Une pondération de 1,1 (article 6 du projet de décret), avec plafonnement à une heure de la minoration qui en découle, remplace l’heure de première chaire en première et terminale de la voie générale et technologique pour tenir compte des spécificités en matière de préparation et de recherches personnelles nécessaires à la réalisation des heures d’enseignement et en matière d’évaluation des élèves. Les PLP enseignant en LEGT pourront bénéficier de cette pondération comme c’était le cas pour l’heure de première chaire. Les maîtres d'EPS et les maîtres exerçant en STS et CPGE, ne sont par contre pas concernés.

La suppression des conditions de quotité horaire effectuée dans ces classes et de division parallèle élargira le champ des bénéficiaires, les maîtres pouvant en bénéficier dès la première heure et les TD, TP et groupes dédoublés étant désormais pris en compte.

Sont gagnants les maîtres ayant moins de 6 heures devant des classes éligibles. Sont perdants les maîtres ayant de 6 à 9,5 heures devant des classes éligibles.
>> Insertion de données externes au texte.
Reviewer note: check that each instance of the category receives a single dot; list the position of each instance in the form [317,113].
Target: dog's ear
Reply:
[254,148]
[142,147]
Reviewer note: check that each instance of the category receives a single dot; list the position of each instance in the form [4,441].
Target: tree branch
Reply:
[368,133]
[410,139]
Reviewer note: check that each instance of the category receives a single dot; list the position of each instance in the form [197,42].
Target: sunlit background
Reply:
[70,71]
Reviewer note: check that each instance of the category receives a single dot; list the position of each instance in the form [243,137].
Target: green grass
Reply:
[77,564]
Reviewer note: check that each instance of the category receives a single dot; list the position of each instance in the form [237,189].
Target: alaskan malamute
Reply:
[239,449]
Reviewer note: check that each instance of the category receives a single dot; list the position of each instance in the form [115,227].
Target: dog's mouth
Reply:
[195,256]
Il n’y a pas d'impact pour les maîtres ayant au moins 10 heures devant des classes éligibles, les maîtres d’EPS, les maîtres de l’enseignement professionnel et les documentalistes qui n’en bénéficient toujours pas.

Le Snec-CFTC demande que le bénéfice de la pondération soit étendu à tous les maîtres exerçant en lycée professionnel, d’autant plus que les contrôles en cours de formation se sont considérablement accrus ces dernières années dont tous n’ouvrent pas droit à indemnisation.
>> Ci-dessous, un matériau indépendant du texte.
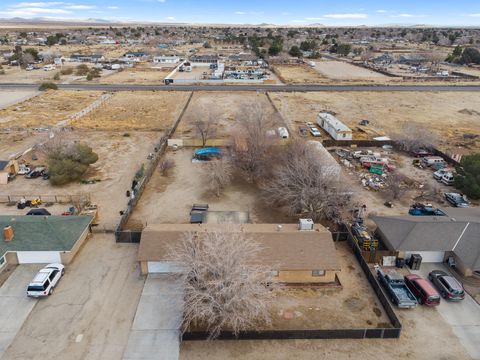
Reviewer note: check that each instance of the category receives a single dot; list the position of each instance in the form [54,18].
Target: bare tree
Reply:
[252,141]
[413,136]
[303,183]
[218,174]
[224,289]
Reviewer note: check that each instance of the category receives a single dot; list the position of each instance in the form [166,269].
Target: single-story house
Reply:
[7,167]
[42,239]
[435,238]
[166,59]
[293,255]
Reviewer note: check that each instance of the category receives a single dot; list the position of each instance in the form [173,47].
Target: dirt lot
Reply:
[225,107]
[339,70]
[450,115]
[91,312]
[136,76]
[298,74]
[114,168]
[169,199]
[8,98]
[136,111]
[46,109]
[353,306]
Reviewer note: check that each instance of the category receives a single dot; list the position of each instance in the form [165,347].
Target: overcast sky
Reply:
[281,12]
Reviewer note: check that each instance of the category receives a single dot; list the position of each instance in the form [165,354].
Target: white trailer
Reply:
[334,127]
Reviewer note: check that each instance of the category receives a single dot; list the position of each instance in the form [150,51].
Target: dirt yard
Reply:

Pour répondre au même objectif, la pondération de 1,25 est reconduite en section de techniciens supérieurs et dans les formations techniques supérieures assimilées (article 7). Elle s’applique aux PLP enseignant dans ces filières. Elle n’est pas cumulable avec le dispositif qui remplace l’heure de première chaire mais son assiette est plus large que cette dernière : disparition de la notion de classe parallèle, heures de TD et TP prises en compte. Il en découle une baisse de l’ORS des maîtres enseignant totalement en STS : 12h pour un agrégé, 14,4 h pour un non agrégé.

Pour répondre au même objectif, les maîtres exerçant dans les établissements inscrits sur la liste Rep+ bénéficient d’une pondération de 1,1 (article 8). A ce jour, la liste Rep+ compte une centaine d’établissements, tous dans l’enseignement public.
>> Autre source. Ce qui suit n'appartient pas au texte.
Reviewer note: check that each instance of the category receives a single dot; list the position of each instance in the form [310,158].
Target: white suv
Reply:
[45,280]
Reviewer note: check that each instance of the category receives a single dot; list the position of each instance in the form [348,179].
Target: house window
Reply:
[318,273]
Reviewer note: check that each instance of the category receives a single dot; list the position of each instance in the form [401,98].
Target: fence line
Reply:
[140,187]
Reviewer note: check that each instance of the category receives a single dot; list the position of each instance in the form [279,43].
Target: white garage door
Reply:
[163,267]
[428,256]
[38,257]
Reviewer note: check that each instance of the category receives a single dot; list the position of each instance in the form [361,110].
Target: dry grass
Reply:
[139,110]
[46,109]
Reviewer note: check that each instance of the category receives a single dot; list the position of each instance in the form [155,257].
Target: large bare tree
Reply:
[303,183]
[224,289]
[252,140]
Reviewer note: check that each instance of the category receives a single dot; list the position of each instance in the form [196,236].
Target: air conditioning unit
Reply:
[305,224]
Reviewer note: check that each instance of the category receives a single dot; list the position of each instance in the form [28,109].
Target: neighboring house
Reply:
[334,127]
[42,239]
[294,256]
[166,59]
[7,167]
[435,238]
L’heure de laboratoire (enseignement général et technologique) (article 9) ne concerne plus que les seuls maîtres enseignant en collège. En l’état actuel, les maîtres du privé n’en bénéficient que si le chef d’établissement la propose au maître. A défaut, l’Etat et la justice considèrent que l’établissement a fait le choix de rémunérer l’enseignant sur fonds OGEC.

Le Snec-CFTC demande que les maîtres qui enseignent en lycée continuent à en bénéficier.

Il demande à l’Enseignement catholique de donner pour consigne aux chefs d’établissement d’inclure l’heure de laboratoire au service des maîtres qui remplissent les conditions requises ou, à défaut, en les rémunérant sur budget OGEC. Il est de la responsabilité de l’Etat mais aussi de celles des établissements privés sous contrat de faire en sorte que les maîtres agents de droit public bénéficient effectivement des mêmes droits au regard des conditions de service que leurs homologues fonctionnaires.

En enseignement général et technologique, les minorations de service pour bureau commercial, cabinet d’histoire-géographie ou de sciences (qui étaient facultatives) et laboratoire de langue ou de technologie disparaissent.

Sont également abrogées, la majoration pour effectifs faibles et la minoration pour effectifs pléthoriques. Cette dernière sera remplacée par un régime indemnitaire qui reste à définir.

Le Snec-CFTC demande que cette future indemnité soit également ouverte aux PLP.

Ces dispositions seront applicables à la rentrée 2015 (2014 pour la pondération Rep+). Ce projet devant recevoir l’avis du Conseil Supérieur de l’Education et du Conseil d’Etat avant d’être signé, des évolutions sont encore possibles. Des circulaires d’application devront être prises.

Le Snec-CFTC portera ses demandes devant le Conseil Supérieur de l’Education et demande au Ministre que les organisations représentant les maîtres de l’enseignement privé sous contrat soient associées à la réflexion portant sur la rédaction de ces circulaires.